The race, the 28th Royal Ocean Racing Club’s Fastnet Race, got under way on August 11th. Participants expected to take three to five days to complete a course starting from the Isle of Wight, crossing the Celtic Sea to round the Fastnet Rock, about 13km south of the Cork coast, and returning to Plymouth.

While the race is regarded as technically difficult the risks of encountering severe weather were considered slight. It was summer, after all, and while fresh to strong winds had been encountered in a few of the previous races, the possibility that boats might have to battle against storm force winds seemed remote when the race began.

The forecasts of the day were left wanting. Most of the competitors got their forecasts from BBC radio. At 1.55pm on August 13th – about 10 hours before the storm arrived in the Fastnet area – the forecast was for winds increasing to force 6 or 7 (the latter a “near-gale”).
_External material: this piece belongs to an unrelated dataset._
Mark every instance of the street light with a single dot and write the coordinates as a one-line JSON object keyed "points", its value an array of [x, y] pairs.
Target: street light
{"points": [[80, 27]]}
It was not until 11pm that night that the forecast mentioned “severe gale force 9, increasing storm force 10, imminent”.

The 1979 Fastnet Race Inquiry, available online, noted: “By the time Force 10 was forecast, Force 10 was already there.” Local forecasts from Met Éireann (then known as the Irish Meteorological Service) and from France similarly underestimated the severity of the storm.

How bad was it?

The worst conditions were experienced over the period midnight to 6am on August 14th. Several crews estimated winds of violent storm force 11 (56 to 63 knots) with some going even higher. The seas were mountainous: maximum wave heights of 40ft-44ft were reported while rescue aircraft reported winds of 60 to 65 knots and wave heights of 50ft-60ft.

Many competitors felt the sea conditions caused the most damage, particularly as there was a rapid wind veer when the storm moved quickly through the area, leading to unaligned winds and waves and a confused sea state.

Why the forecast failure?

The inquiry summed up the shortcomings of weather forecasting in that era: “There is at present no method of predicting with any certainty when a depression will deepen rapidly in the Western Approaches to the British Isles; so gales which arrive with little warning are a feature of our weather . . .”

A winchman works to retrieve a victim during the 1979 Fastnet Race. File photograph: Keystone/Getty
A winchman works to retrieve a victim during the 1979 Fastnet Race. File photograph: Keystone/Getty

Computer forecasts were only beginning to emerge at that time. Operational weather forecasting was almost exclusively based on hand-drawn charts, and meteorologists typically targeted the weather over the next 24 hours. These forecasts could be quite accurate but in rapidly developing extreme weather events the success rate was poor.

A fresh look at the storm

It may seem slightly whimsical to keep track of old forecasts but there is a huge interest in this field. The weather observations that determine the starting state of the atmosphere may be unchanged but the software tools available to assimilate the data and squeeze out more information on the structure of the atmosphere has advanced enormously.

This modelling approach comes under the grand title of Numerical Weather Prediction (NWP). With an improved description of the initial state, NWP can provide much more accurate forecasts compared with the old manual methods. Revisiting old weather with NWP provides insight into our changing climate and can also be useful for testing new developments in the models.

ERA5, an EU re-analysis project, is producing global analyses of the weather every hour from 1950 to the present. Over the critical period of the storm, these analyses show peak surface wind speeds of 40 to 45 knots ie gale to strong gale force, on the southwestern flank of the storm; the figures are at odds with the historical estimates.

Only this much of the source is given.